Papst Franziskus will offeneren Umgang mit Homosexuellen

Rom · Schwulen-Lobbys im Vatikan, die Vatileaks-Affäre und Frauen in der Kirche: Beim Rückflug aus Rio de Janeiro redet Papst Franziskus überraschend offen. Auch für einige persönliche Einblicke und Geständnisse bleibt Zeit.

Papst Franziskus hat für einen offeneren Umgang der katholischen Kirche mit Homosexuellen geworben. Er wolle nicht wegen ihrer sexuellen Orientierung über Schwule urteilen.

Der 76-Jährige kehrte am Montag von seiner ersten Auslandsreise nach Brasilien in den Vatikan zurück. Im Flugzeug stand er mitreisenden Journalisten rund 80 Minuten lang Rede und Antwort, wie die italienische Nachrichtenagentur Ansa berichtete. Dabei kündigte er auch weitere Reformen in der römischen Kurie und in der Vatikan-Skandalbank IOR an. Als großes Problem bezeichnete er die Vatileaks-Affäre um gestohlene Dokumente im Vatikan.

"Wenn jemand Gott mit gutem Willen sucht, wer bin ich, dass ich urteile?", antwortete der Papst laut "Wall Street Journal" auf eine Frage zur Haltung der Kirche zu homosexuellen Priestern. Es werde viel über Schwulen-Lobbys geschrieben. Er habe aber bisher niemanden im Vatikan gefunden, in dessen Ausweis "Gay" gestanden habe. "Man muss unterscheiden zwischen Schwulsein, diese Tendenz haben oder Lobby machen", sagte Franziskus. "Die Lobbys, alle Lobbys sind nicht gut", betonte er.
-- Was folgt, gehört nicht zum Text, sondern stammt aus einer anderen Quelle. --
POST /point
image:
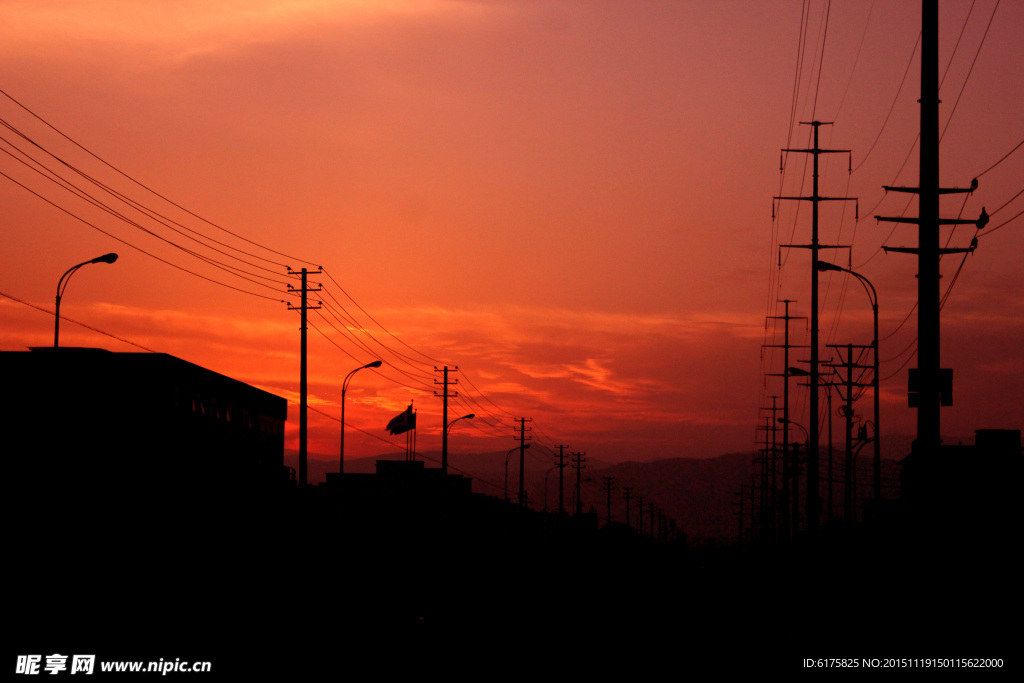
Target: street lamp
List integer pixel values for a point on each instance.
(448, 428)
(873, 298)
(62, 285)
(465, 417)
(344, 388)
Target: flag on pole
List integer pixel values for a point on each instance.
(402, 422)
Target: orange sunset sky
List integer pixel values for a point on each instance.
(569, 201)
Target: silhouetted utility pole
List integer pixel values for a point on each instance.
(930, 386)
(522, 456)
(302, 369)
(579, 463)
(445, 395)
(813, 500)
(788, 471)
(606, 483)
(640, 502)
(849, 384)
(766, 520)
(561, 480)
(626, 495)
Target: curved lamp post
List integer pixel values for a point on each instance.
(448, 428)
(344, 388)
(873, 298)
(62, 285)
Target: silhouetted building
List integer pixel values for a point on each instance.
(90, 419)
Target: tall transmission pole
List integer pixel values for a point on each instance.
(626, 494)
(579, 464)
(522, 456)
(788, 467)
(849, 384)
(813, 500)
(303, 307)
(930, 386)
(445, 395)
(607, 483)
(561, 470)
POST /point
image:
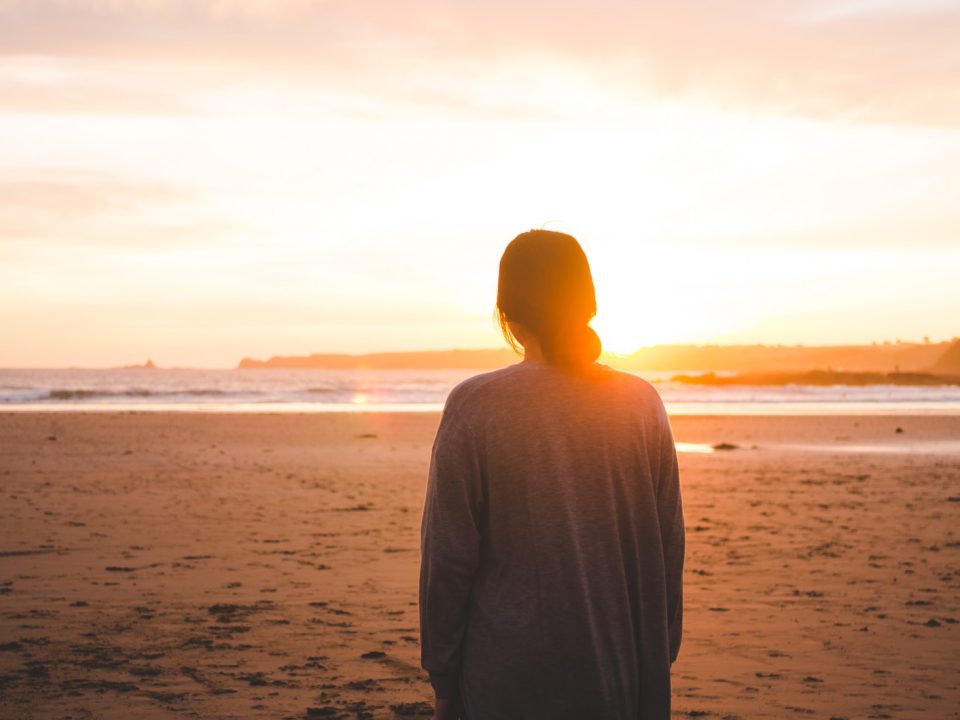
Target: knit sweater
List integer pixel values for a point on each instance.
(552, 547)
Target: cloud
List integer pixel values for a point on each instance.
(73, 208)
(880, 62)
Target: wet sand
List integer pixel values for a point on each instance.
(156, 565)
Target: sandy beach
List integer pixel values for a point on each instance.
(159, 565)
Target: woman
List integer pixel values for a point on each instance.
(552, 535)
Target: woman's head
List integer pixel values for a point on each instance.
(546, 287)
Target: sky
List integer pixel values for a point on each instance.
(197, 182)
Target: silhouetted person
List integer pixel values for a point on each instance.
(552, 536)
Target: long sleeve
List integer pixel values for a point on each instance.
(670, 511)
(450, 551)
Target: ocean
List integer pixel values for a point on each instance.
(189, 390)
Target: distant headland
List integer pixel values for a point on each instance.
(940, 358)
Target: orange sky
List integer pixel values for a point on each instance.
(201, 181)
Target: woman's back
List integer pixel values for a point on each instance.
(553, 546)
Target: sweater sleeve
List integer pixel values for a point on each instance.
(449, 551)
(670, 511)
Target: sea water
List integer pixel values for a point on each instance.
(270, 390)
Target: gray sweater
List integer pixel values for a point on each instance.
(552, 547)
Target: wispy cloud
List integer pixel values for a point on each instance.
(879, 61)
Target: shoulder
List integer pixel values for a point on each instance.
(465, 397)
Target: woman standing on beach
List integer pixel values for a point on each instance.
(552, 535)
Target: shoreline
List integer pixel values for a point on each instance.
(674, 409)
(265, 565)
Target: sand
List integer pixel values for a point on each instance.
(156, 565)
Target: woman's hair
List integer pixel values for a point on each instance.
(545, 284)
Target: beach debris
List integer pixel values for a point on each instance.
(325, 711)
(412, 709)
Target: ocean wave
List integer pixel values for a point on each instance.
(84, 394)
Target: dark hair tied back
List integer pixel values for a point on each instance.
(545, 284)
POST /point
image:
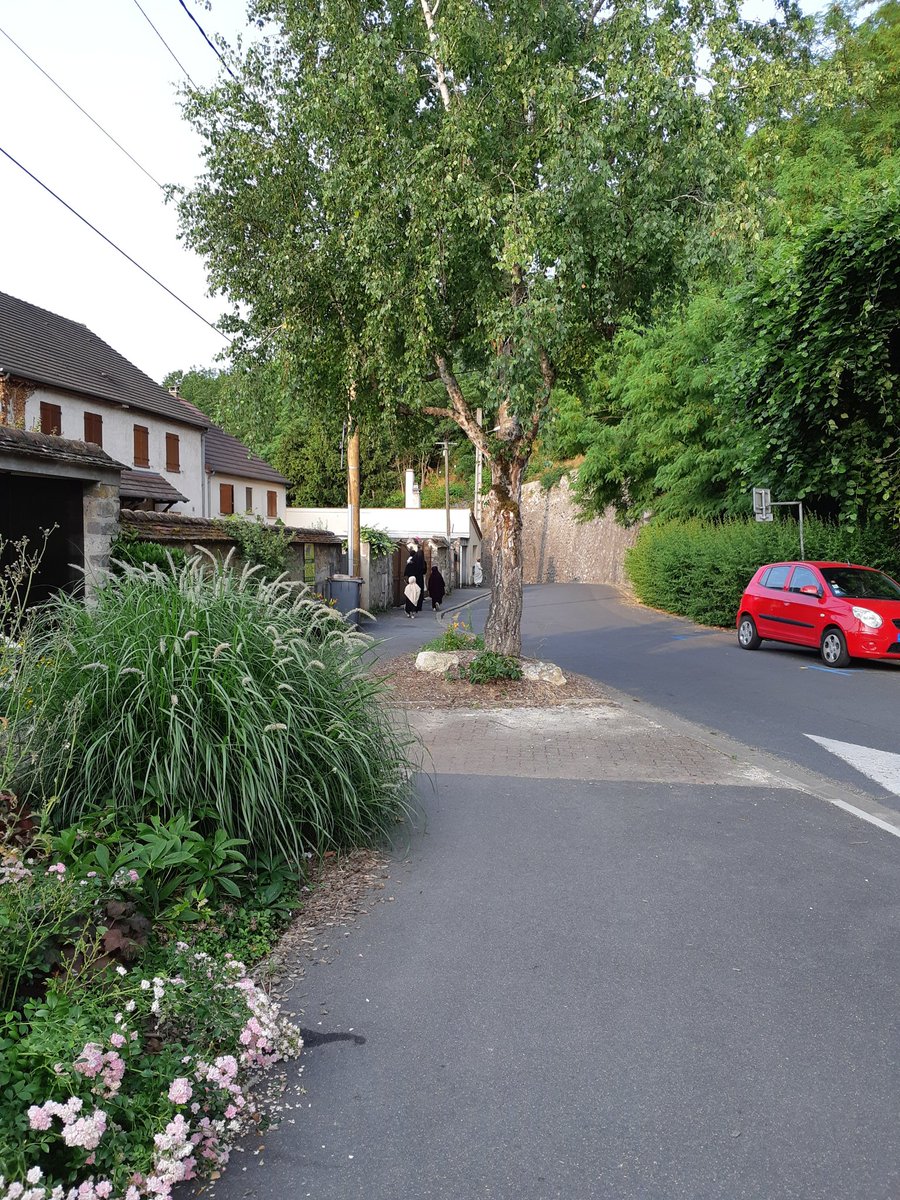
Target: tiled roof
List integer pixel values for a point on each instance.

Schwulenorganisationen begrüßten die Äußerungen des Papstes, wonach Homosexuelle nicht ausgegrenzt, sondern in die Gesellschaft integriert werden müssten. "Vielleicht zum ersten Mal kommen von einem Papst nicht offen homophobe Worte", sagte der italienische Abgeordnete und Schwulen-Aktivist Alessandro Zan laut Ansa. "Gibt es etwa eine Kursänderung im Vatikan? Das darf bezweifelt werden, aber diese Äußerungen des Papstes (...) sind neu", so Zan. Für den Grünen-Bundestagsabgeordneten Volker Beck machen die Worte des Papstes Hoffnung. "Aber vielmehr als eine Hoffnung ist es nicht", so Beck. Auch gebe das obskure Wettern des Papstes gegen eine sogenannte Schwulenlobby Rätsel auf.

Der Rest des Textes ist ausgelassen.